The Lagos State Governor, Mr Babajide Sanwo-Olu has said that the provision of various job skills and additional homes would reduce the menace of women and children beggars across the streets of the state.
In an interview on Television Continental News on Monday, Sanwo-Olu said: “These women and children beggars on the streets are citizens that are looking for sustenance and livelihood daily. I tell you, we clear them almost every week but they find themselves there. Is the solution for me to say I want to pack them to another part of the country?
“No. The solution is to continue to build additional homes and continue to give them solutions by which they can become useful to their families. So we want to see how we can train them and give them skills so that they become providers of jobs themselves.
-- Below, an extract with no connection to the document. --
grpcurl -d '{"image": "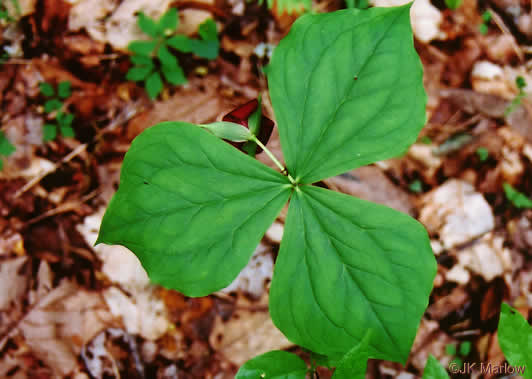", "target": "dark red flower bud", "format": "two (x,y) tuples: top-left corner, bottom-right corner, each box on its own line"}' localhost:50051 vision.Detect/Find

(222, 99), (274, 154)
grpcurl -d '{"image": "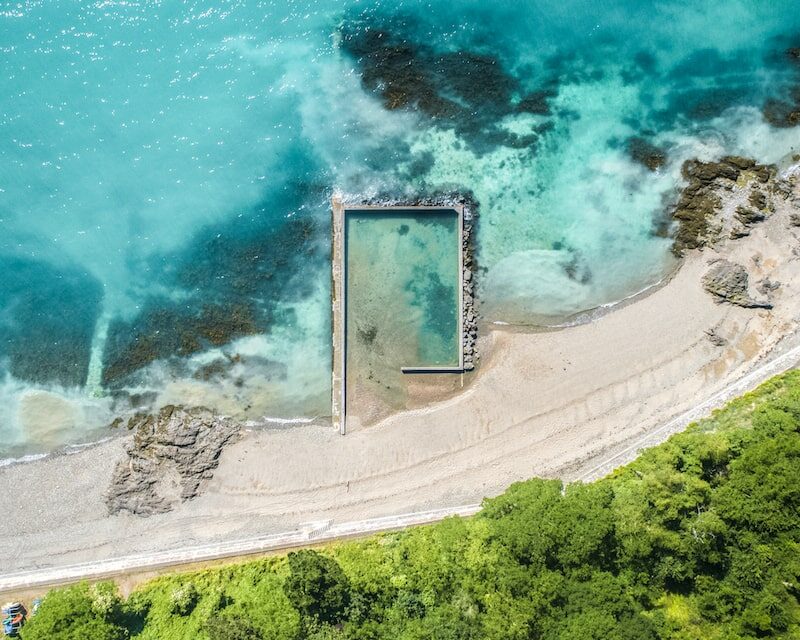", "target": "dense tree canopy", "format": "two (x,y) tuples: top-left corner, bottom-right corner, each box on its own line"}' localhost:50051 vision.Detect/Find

It is a national issue and you don’t need a visa to come into Lagos so it is not me that has created that”.
The governor also explained that the state needs private investors with the right funding to embark on waste conversion projects.
“As a mega city, we generate between 12,000 and 14,000 metric tonnes of waste every day, largely domestic wastes, though some are industrial waste. A lot of people will tell you that there is money in waste which we are beginning to see. There is a lot of sorting that is happening and people are recycling, but it still hasn’t answered a huge number of opportunities that are there.
“These are investments that I believe the private sector can take up and I have seen a few people come up but they are never finished through. I am waiting for one that has the funding required to take up the project of waste conversion”, he added.